GPT 3.5 4- Data Analysis and Machine Learning in Python
- Development
- May 15, 2025

GPT 3.5 & 4: Data Analysis and Machine Learning in Python, available at $84.99, has an average rating of 3.95, with 76 lectures, 40 quizzes, based on 40 reviews, and has 1102 subscribers.
You will learn about Learn to proficiently use Python for various machine learning tasks, including data cleaning, manipulation, preprocessing, and model development. Gain expertise in building and implementing supervised machine learning models: Regressions, Classifications, Random Forest, Decision Tree, SVM, and KNN, etc. Acquire skills in unsupervised machine learning techniques, including KMeans for effective cluster analysis and pattern recognition. Develop the ability to measure and evaluate the accuracy and performance of machine learning models, enabling decisions on model selection and optimization. Apply acquired knowledge to real-world scenarios, solving diverse machine learning challenges and developing solutions. Learn to efficiently prepare and clean datasets using GPT-4, including handling missing data, outliers, and data type conversions. Master the use of GPT-4 for advanced data manipulation tasks, such as merging datasets, creating pivot tables, and applying conditional logic. Develop skills to utilize GPT-4 for creating and interpreting a variety of data visualizations, such as histograms, scatter plots, and line graphs. Learn to apply GPT-4 for predictive analytics, including random forest regressor and other machine learning models. Acquire the ability to automate repetitive data analysis tasks using GPT-4, enhancing efficiency and productivity. This course is ideal for individuals who are Python Enthusiasts enhance their programming with AI or Data Science aspirants looking for hands-on course or Complete Beginners wants to learn machine learning easiest way or Anyone wants to simplify and fasten data analysis workflow with ChatGPT It is particularly useful for Python Enthusiasts enhance their programming with AI or Data Science aspirants looking for hands-on course or Complete Beginners wants to learn machine learning easiest way or Anyone wants to simplify and fasten data analysis workflow with ChatGPT.

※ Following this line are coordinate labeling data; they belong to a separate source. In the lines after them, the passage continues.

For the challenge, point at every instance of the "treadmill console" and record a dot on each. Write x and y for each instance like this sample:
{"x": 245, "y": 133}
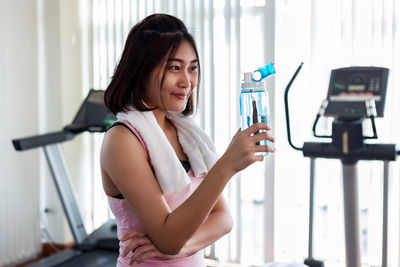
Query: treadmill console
{"x": 350, "y": 88}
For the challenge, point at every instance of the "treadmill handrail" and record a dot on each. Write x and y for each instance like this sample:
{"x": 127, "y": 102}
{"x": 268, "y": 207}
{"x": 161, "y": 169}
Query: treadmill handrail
{"x": 42, "y": 140}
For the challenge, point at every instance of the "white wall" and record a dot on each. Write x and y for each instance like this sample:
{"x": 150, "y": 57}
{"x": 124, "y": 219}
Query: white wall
{"x": 19, "y": 172}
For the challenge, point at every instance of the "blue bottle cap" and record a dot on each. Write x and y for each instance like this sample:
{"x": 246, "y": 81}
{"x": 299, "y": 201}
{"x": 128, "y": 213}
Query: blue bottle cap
{"x": 263, "y": 72}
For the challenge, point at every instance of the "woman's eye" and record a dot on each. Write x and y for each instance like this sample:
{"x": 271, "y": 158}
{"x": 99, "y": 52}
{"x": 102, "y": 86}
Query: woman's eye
{"x": 174, "y": 67}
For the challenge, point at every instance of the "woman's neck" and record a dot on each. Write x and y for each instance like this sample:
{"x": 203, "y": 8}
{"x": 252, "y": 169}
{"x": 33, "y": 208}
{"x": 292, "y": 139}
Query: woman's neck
{"x": 161, "y": 119}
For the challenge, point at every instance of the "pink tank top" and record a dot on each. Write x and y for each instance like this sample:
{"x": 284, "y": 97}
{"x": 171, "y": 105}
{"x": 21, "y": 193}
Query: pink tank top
{"x": 127, "y": 221}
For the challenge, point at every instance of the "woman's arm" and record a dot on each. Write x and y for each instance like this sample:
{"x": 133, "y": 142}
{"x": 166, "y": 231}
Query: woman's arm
{"x": 124, "y": 160}
{"x": 217, "y": 224}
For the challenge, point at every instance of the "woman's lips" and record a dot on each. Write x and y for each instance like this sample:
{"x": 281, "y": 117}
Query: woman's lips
{"x": 179, "y": 95}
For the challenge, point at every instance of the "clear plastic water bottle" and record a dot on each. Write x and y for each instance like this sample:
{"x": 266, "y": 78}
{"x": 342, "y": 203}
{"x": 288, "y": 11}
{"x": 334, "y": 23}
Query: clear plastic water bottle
{"x": 254, "y": 102}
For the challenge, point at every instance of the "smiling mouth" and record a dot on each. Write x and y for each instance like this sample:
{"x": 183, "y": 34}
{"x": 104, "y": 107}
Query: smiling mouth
{"x": 179, "y": 96}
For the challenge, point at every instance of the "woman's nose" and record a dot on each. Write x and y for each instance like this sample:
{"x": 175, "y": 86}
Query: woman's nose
{"x": 184, "y": 80}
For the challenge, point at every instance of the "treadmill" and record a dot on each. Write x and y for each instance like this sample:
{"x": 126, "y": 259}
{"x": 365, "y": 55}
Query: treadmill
{"x": 355, "y": 94}
{"x": 101, "y": 247}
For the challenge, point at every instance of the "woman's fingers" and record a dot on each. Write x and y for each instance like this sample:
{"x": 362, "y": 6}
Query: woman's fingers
{"x": 144, "y": 252}
{"x": 256, "y": 127}
{"x": 133, "y": 244}
{"x": 262, "y": 136}
{"x": 131, "y": 234}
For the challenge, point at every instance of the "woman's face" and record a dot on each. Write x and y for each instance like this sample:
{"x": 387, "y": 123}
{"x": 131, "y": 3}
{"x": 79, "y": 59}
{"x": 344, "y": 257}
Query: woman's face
{"x": 180, "y": 79}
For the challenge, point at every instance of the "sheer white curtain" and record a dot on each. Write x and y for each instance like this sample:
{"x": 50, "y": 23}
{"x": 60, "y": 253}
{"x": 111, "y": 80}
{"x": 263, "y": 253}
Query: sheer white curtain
{"x": 328, "y": 35}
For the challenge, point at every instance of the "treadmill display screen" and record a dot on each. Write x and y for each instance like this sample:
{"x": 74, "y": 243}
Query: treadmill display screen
{"x": 350, "y": 88}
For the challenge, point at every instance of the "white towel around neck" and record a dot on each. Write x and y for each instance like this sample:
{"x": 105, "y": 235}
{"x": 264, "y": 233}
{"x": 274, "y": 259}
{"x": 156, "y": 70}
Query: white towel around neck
{"x": 195, "y": 143}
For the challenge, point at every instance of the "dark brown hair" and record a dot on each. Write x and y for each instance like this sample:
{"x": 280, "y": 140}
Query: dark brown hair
{"x": 148, "y": 43}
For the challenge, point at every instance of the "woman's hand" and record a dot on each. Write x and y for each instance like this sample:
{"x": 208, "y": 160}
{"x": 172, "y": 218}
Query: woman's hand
{"x": 141, "y": 246}
{"x": 241, "y": 151}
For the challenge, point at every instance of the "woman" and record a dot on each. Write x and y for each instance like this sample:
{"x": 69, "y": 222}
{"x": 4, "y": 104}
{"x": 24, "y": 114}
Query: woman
{"x": 166, "y": 214}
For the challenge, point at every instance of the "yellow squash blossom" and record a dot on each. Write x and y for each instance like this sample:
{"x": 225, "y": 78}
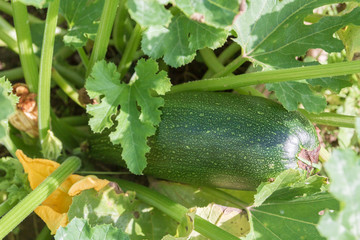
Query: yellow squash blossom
{"x": 53, "y": 211}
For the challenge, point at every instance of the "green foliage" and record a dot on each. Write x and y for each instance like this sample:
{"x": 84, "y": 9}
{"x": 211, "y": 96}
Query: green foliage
{"x": 133, "y": 126}
{"x": 36, "y": 3}
{"x": 82, "y": 17}
{"x": 343, "y": 169}
{"x": 289, "y": 207}
{"x": 7, "y": 105}
{"x": 203, "y": 25}
{"x": 179, "y": 42}
{"x": 123, "y": 211}
{"x": 261, "y": 30}
{"x": 287, "y": 185}
{"x": 79, "y": 229}
{"x": 216, "y": 13}
{"x": 149, "y": 12}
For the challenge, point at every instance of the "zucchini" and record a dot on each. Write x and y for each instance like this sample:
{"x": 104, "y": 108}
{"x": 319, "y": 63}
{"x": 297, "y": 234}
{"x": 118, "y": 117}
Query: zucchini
{"x": 220, "y": 140}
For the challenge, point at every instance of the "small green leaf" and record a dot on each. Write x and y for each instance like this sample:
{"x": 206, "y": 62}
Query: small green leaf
{"x": 289, "y": 184}
{"x": 148, "y": 12}
{"x": 179, "y": 42}
{"x": 294, "y": 219}
{"x": 83, "y": 18}
{"x": 343, "y": 169}
{"x": 216, "y": 13}
{"x": 36, "y": 3}
{"x": 79, "y": 229}
{"x": 290, "y": 94}
{"x": 123, "y": 211}
{"x": 134, "y": 126}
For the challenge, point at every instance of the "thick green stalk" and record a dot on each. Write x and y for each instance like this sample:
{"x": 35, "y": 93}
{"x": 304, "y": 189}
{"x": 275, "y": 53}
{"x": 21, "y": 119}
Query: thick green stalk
{"x": 12, "y": 74}
{"x": 174, "y": 210}
{"x": 103, "y": 33}
{"x": 216, "y": 66}
{"x": 236, "y": 63}
{"x": 273, "y": 76}
{"x": 45, "y": 69}
{"x": 130, "y": 51}
{"x": 26, "y": 53}
{"x": 17, "y": 214}
{"x": 83, "y": 56}
{"x": 66, "y": 87}
{"x": 119, "y": 27}
{"x": 330, "y": 119}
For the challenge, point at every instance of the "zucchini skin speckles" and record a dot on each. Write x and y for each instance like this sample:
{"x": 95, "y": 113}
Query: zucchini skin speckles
{"x": 223, "y": 140}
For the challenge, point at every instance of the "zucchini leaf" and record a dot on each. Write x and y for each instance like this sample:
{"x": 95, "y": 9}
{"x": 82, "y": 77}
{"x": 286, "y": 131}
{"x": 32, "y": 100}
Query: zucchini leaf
{"x": 216, "y": 13}
{"x": 343, "y": 169}
{"x": 149, "y": 12}
{"x": 269, "y": 30}
{"x": 82, "y": 17}
{"x": 133, "y": 127}
{"x": 289, "y": 207}
{"x": 176, "y": 35}
{"x": 123, "y": 211}
{"x": 79, "y": 229}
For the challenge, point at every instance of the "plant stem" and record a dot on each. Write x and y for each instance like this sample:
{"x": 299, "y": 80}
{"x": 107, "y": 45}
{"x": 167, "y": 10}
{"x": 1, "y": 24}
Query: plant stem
{"x": 17, "y": 214}
{"x": 174, "y": 210}
{"x": 130, "y": 50}
{"x": 6, "y": 8}
{"x": 12, "y": 74}
{"x": 119, "y": 27}
{"x": 83, "y": 56}
{"x": 26, "y": 53}
{"x": 5, "y": 207}
{"x": 45, "y": 69}
{"x": 236, "y": 63}
{"x": 324, "y": 155}
{"x": 66, "y": 87}
{"x": 330, "y": 119}
{"x": 224, "y": 56}
{"x": 103, "y": 33}
{"x": 273, "y": 76}
{"x": 70, "y": 74}
{"x": 216, "y": 66}
{"x": 6, "y": 36}
{"x": 44, "y": 234}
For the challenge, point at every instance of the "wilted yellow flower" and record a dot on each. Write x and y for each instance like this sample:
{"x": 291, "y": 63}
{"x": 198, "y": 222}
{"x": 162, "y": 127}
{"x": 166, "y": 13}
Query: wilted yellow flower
{"x": 53, "y": 211}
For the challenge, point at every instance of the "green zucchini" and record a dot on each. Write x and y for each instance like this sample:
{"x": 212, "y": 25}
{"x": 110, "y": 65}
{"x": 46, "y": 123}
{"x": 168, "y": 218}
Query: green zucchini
{"x": 221, "y": 140}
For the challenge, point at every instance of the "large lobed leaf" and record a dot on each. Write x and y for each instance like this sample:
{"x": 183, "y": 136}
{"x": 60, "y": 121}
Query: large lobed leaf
{"x": 289, "y": 207}
{"x": 123, "y": 211}
{"x": 273, "y": 33}
{"x": 343, "y": 169}
{"x": 82, "y": 17}
{"x": 79, "y": 229}
{"x": 176, "y": 37}
{"x": 133, "y": 127}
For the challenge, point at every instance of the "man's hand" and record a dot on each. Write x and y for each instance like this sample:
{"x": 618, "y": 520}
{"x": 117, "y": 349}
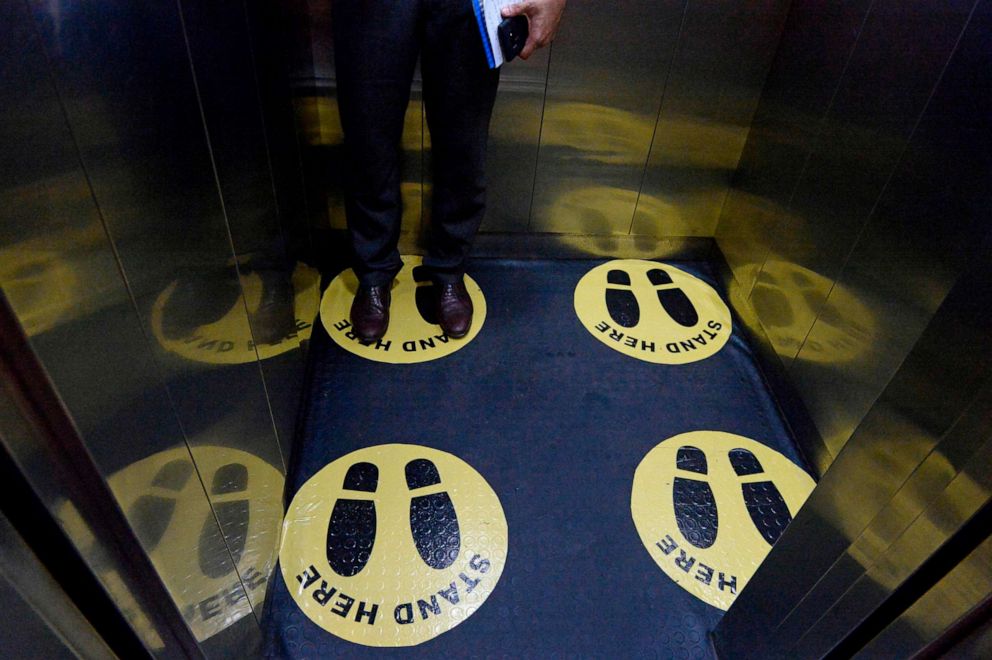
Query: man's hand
{"x": 543, "y": 16}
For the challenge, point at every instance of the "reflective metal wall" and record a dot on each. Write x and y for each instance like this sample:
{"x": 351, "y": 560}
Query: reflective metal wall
{"x": 916, "y": 469}
{"x": 858, "y": 192}
{"x": 152, "y": 197}
{"x": 620, "y": 139}
{"x": 961, "y": 594}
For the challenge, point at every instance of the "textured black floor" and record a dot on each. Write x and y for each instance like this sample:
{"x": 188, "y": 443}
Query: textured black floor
{"x": 557, "y": 422}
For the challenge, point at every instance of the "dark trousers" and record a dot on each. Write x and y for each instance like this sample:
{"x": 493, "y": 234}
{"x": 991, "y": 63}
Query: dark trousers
{"x": 376, "y": 44}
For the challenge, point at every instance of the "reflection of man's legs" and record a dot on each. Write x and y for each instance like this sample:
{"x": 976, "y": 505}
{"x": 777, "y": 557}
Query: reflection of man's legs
{"x": 375, "y": 52}
{"x": 459, "y": 93}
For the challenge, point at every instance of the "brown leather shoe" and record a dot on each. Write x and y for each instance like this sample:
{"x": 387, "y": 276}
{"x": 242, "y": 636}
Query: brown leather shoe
{"x": 454, "y": 309}
{"x": 370, "y": 312}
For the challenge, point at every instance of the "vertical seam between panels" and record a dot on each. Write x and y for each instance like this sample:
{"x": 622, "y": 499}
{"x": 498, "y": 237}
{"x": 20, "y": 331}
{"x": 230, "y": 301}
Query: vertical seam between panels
{"x": 265, "y": 133}
{"x": 129, "y": 290}
{"x": 892, "y": 173}
{"x": 933, "y": 450}
{"x": 540, "y": 133}
{"x": 237, "y": 268}
{"x": 816, "y": 141}
{"x": 661, "y": 106}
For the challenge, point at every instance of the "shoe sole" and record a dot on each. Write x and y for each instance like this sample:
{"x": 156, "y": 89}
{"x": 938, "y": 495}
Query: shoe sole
{"x": 351, "y": 529}
{"x": 433, "y": 521}
{"x": 765, "y": 504}
{"x": 695, "y": 507}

Enroll now: GPT 3.5 & 4: Data Analysis and Machine Learning in Python
Summary
Title: GPT 3.5 & 4: Data Analysis and Machine Learning in Python
Price: $84.99
Average Rating: 3.95
Number of Lectures: 76
Number of Quizzes: 40
Number of Published Lectures: 76
Number of Published Quizzes: 40
Number of Curriculum Items: 116
Number of Published Curriculum Objects: 116
Original Price: $44.99
Quality Status: approved
Status: Live
What You Will Learn
Who Should Attend
Target Audiences
Accelerate your journey to mastering data analysis and machine learning with our dynamic course: “Data Analysis and Machine Learning: Python + GPT 3.5 & GPT 4”. Immerse yourself in a comprehensive curriculum that seamlessly integrates essential tools such as Pandas, Numpy, Seaborn, Scikit-learn, Python, and the innovative capabilities of ChatGPT.
Embark on an immersive learning experience designed to guide you through every facet of the machine-learning process. From data cleaning and manipulation to preprocessing and model development, you’ll traverse each stage with precision and confidence.
Dive deep into hands-on tutorials where you’ll gain proficiency in crafting supervised models, including but not limited to Linear Regression, Logistic Regression, Random Forests, Decision Trees, SVM, XGBoost, and KNN.Explore the realm of unsupervised models with techniques like KMeans and DBSCAN for cluster analysis.
Our strategic course structure ensures swift comprehension of complex concepts, empowering you to navigate through machine learning tasks effortlessly. Engage in practical exercises that not only solidify theoretical foundations but also enhance your practical skills in model building.
Measure the accuracy and performance of your models with precision, enabling you to make informed decisions and select the most suitable models for your specific use case. Beyond analysis, learn to create compelling data visualizations and automate repetitive tasks, significantly boosting your productivity.
By the course’s conclusion, you’ll possess a robust foundation in leveraging GPT-4 for data analysis, equipped with practical skills ready to be applied in real-world scenarios. Whether you’re a novice eager to explore machine learning or a seasoned professional seeking to expand your skill set, our course caters to all levels of expertise.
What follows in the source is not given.